Secara konteks, terlepas dari segala perdebatan dan perbincangan publik terkait Pancasila, sebenarnya masyarakat kita memiliki modal sosial yang sangat besar sebagai dasar pembentukan civil society (masyarakat madani). Modal sosial ini bersifat sangat dinamis dan adaptif, menyesuaikan diri dengan kondisi yang terjadi termasuk era pandemi seperti saat ini.

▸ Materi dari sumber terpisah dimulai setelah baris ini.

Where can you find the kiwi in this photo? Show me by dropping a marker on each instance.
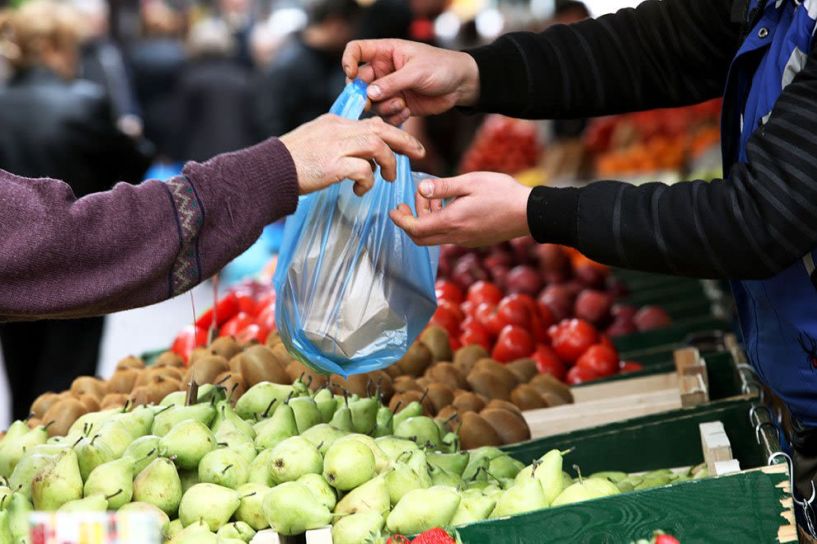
(226, 346)
(527, 397)
(436, 340)
(416, 360)
(42, 403)
(62, 415)
(465, 357)
(486, 382)
(523, 369)
(440, 396)
(446, 373)
(476, 432)
(510, 428)
(468, 402)
(88, 385)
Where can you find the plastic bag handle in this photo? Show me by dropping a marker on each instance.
(351, 103)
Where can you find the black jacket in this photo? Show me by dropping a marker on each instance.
(64, 130)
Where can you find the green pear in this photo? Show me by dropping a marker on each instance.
(159, 484)
(92, 452)
(250, 510)
(211, 503)
(142, 451)
(372, 495)
(357, 528)
(114, 478)
(451, 462)
(91, 503)
(258, 399)
(12, 450)
(187, 442)
(421, 429)
(326, 403)
(291, 509)
(306, 412)
(348, 463)
(474, 506)
(322, 436)
(324, 493)
(224, 467)
(173, 415)
(280, 426)
(57, 483)
(423, 509)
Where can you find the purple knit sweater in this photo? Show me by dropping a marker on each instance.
(134, 245)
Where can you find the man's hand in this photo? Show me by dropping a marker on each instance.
(488, 208)
(331, 149)
(407, 78)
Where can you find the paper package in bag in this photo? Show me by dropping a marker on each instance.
(353, 290)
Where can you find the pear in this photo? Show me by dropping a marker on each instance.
(258, 398)
(280, 426)
(319, 487)
(142, 451)
(211, 503)
(373, 495)
(159, 484)
(420, 429)
(322, 436)
(92, 452)
(306, 412)
(114, 479)
(57, 483)
(236, 530)
(91, 503)
(187, 442)
(291, 509)
(250, 510)
(423, 509)
(357, 528)
(224, 467)
(474, 506)
(348, 463)
(172, 415)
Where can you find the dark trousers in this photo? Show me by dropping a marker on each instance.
(47, 355)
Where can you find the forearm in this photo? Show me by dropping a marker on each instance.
(134, 245)
(661, 54)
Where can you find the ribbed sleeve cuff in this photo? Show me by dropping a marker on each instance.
(553, 215)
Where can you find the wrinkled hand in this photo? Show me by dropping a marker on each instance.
(331, 149)
(408, 78)
(488, 208)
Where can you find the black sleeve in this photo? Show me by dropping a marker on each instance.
(663, 53)
(751, 225)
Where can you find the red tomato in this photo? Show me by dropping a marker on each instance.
(580, 374)
(547, 362)
(513, 343)
(187, 340)
(571, 337)
(448, 290)
(226, 308)
(600, 359)
(483, 291)
(630, 366)
(237, 323)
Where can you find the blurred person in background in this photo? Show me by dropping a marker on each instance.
(103, 63)
(213, 96)
(54, 126)
(304, 80)
(156, 59)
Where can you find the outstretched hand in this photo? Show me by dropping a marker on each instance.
(487, 208)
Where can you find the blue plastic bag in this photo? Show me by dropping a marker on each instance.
(353, 290)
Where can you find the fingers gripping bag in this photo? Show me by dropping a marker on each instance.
(353, 290)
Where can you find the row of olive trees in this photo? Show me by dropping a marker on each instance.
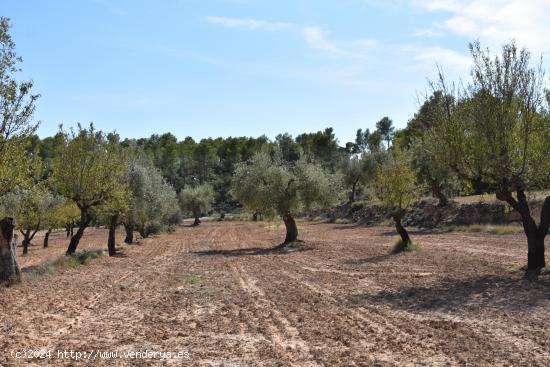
(270, 185)
(17, 105)
(491, 134)
(94, 179)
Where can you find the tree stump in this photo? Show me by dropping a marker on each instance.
(9, 266)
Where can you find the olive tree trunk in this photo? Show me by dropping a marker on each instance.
(405, 239)
(291, 228)
(111, 242)
(196, 214)
(129, 228)
(28, 236)
(9, 266)
(75, 239)
(535, 234)
(47, 237)
(438, 193)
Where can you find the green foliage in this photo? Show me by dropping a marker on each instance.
(17, 106)
(396, 185)
(386, 129)
(153, 200)
(29, 206)
(269, 185)
(197, 200)
(90, 169)
(499, 131)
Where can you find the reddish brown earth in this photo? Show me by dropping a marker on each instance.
(339, 300)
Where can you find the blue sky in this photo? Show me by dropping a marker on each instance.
(250, 67)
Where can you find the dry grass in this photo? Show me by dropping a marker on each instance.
(398, 247)
(501, 229)
(60, 264)
(472, 199)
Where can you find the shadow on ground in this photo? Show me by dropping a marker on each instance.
(370, 260)
(255, 251)
(506, 293)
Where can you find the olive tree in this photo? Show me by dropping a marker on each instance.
(270, 185)
(112, 210)
(431, 171)
(88, 172)
(499, 134)
(60, 213)
(29, 207)
(17, 105)
(152, 199)
(397, 188)
(197, 200)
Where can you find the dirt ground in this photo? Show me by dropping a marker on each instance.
(217, 297)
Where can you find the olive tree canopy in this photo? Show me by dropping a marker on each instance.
(498, 135)
(272, 186)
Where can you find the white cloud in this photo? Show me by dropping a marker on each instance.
(427, 33)
(317, 39)
(428, 57)
(249, 23)
(496, 22)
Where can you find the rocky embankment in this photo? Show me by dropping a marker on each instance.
(428, 214)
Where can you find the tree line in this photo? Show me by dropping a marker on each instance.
(491, 134)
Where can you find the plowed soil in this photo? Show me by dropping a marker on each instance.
(216, 293)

Aktualisasi Pancasila dalam Semangat Gotong Royong
Bukti adanya modal sosial yang sangat kuat ini dapat kita saksikan secara nyata sejak awal Covid19 masuk ke Indonesia hingga saat ini. Lihat saja, berapa banyak pemuda yang mengadakan gerakan bakti sosial dengan menggalang dana guna membeli APD bagi tenaga medis. Berapa banyak pemuda yang tergabung dalam berbagai organisasi kepemudaan yang menyumbangkan harta dan tenaganya bagi penanganan Covid19. Berapa banyak mahasiswa yang membuka donasi guna membantu orang-orang yang terkena PHK akibat perusahaannya mengalami krisis. Hingga berapa banyak pelajar di Indonesia yang menyatakan dukungan dan memberikan semangat kepada pejuang-pejuang kemanusiaan di garda terdepan? Hampir seluruh gerakan kepedulian itu diinisiasi oleh pemuda Indonesia. Itu semua adalah wujud nyata dari nilai praksis Pancasila yang berkembang sesuai konteks.

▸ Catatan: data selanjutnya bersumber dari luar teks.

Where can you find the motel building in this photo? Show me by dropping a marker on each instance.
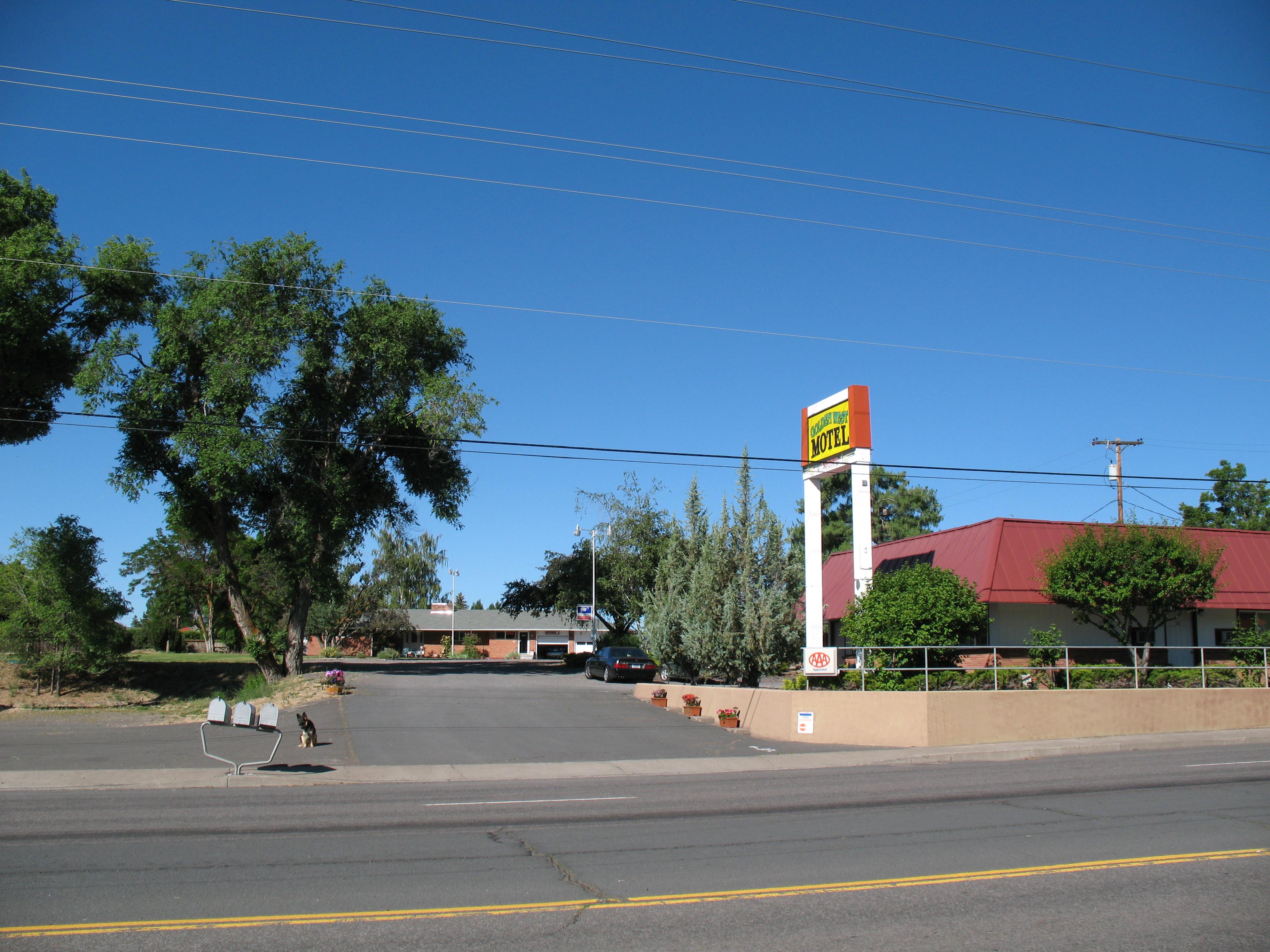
(1000, 558)
(498, 633)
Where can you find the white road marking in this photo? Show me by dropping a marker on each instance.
(501, 803)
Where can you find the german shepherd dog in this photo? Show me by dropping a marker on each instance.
(308, 732)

Era pandemi ini telah mengajarkan dan menyadarkan kita semua bahwa sebagai bangsa yang besar, kita tidak boleh dikalahkan oleh keadaan, sebab kita memiliki konsepsi yang paripurna dan ideal. Meskipun gaya hidup kita berubah, tetapi cara hidup gotong royong kita tetap lestari.
Kita boleh saja dipaksa oleh keadaan untuk membatasi diri, tetapi hakikat kebersamaan dan kekeluargaan kita tidak akan pernah pudar. Inilah yang disebut dengan aktualisasi nilai praksis Pancasila yang disesuaikan dengan konteks yang berkembang secara dinamis.

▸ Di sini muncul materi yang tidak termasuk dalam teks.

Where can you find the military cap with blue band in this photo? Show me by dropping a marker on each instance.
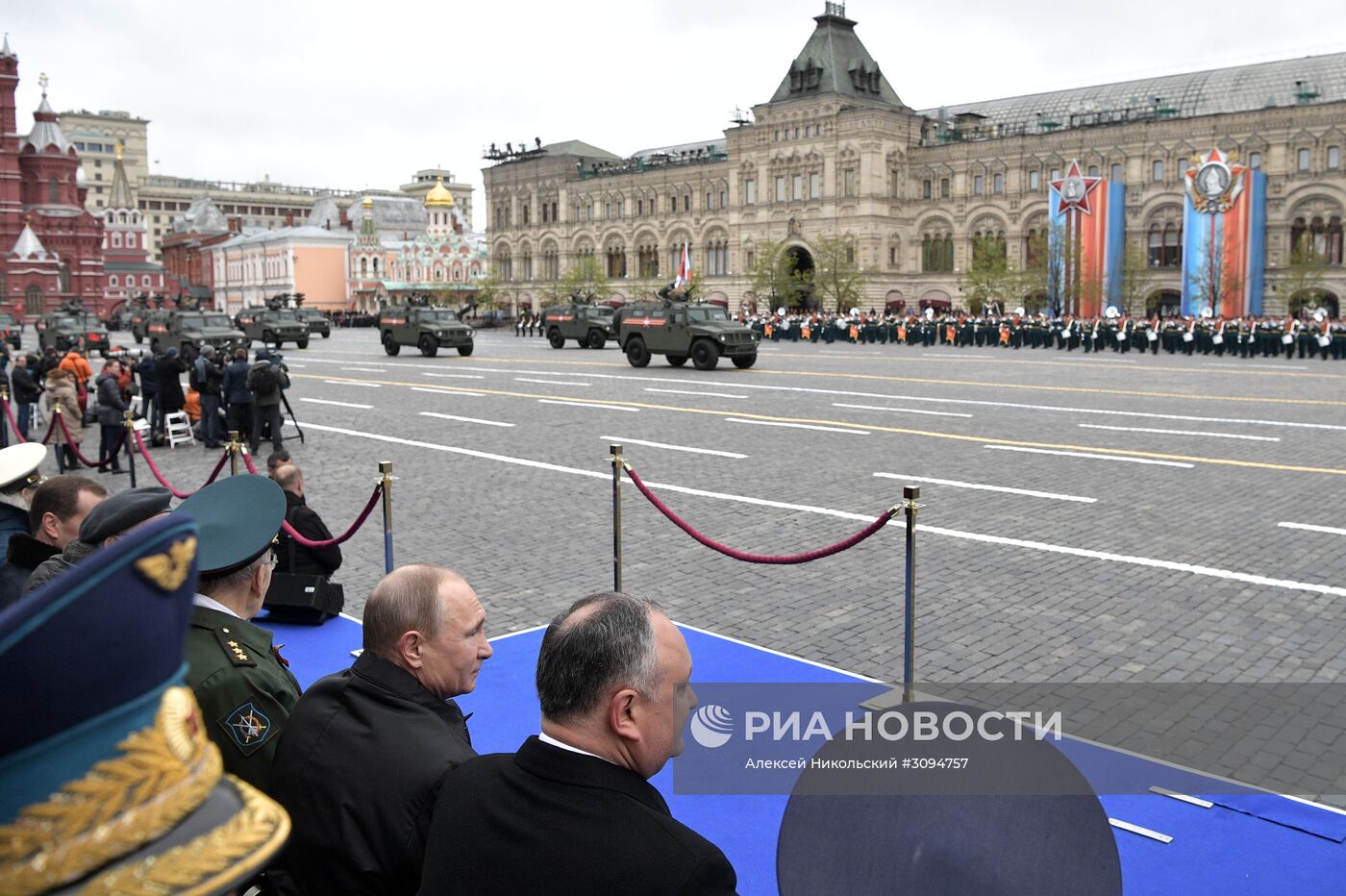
(238, 518)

Prof. Yudi Latifpernah memberikan sebuah analogi sederhana yang sangat mudah dipahami. Dia mengatakan bahwa Pancasila bagaikan meja yang statis sekaligus leitstar (bintang pandu) yang dinamis. Selain Pancasila menjadi dasar yang tetap bagi kita berpijak, ia juga menjadi rambu-rambu, pedoman, penuntun, dan memberi arah ke mana kita harus melangkah. Itu artinya, selain Pancasila berfungsi sebagai konsep, ia juga berkedudukan sebagai konteks bagi bangsa Indonesia. Analogi di atas memberikan pandangan dari sudut pandang baru bagi pemuda dalam memahami Pancasila sehingga dapat dilakukan aktualisasi nilai-nilai di dalamnya melalui praktik kehidupan sehari-hari.
Akhir kata, menjadi naif jika ada anak bangsa yang mengatakan Pancasila telah usang dan tidak relevan dengan perkembangan zaman. Generasi milenial (pemuda) kita telah membuktikan bahwa kita sanggup melakukan aktualisasi nilai-nilai praksis Pancasila di era pandemi ini. Konsep ideal yang mampu terus bertahan dalam konteks apa pun. Hal ini semakin menyadarkan kita bahwa nilai-nilai Pancasila memang benar-benar digali dan diramu dari kehidupan orisinal bangsa Indonesia sendiri.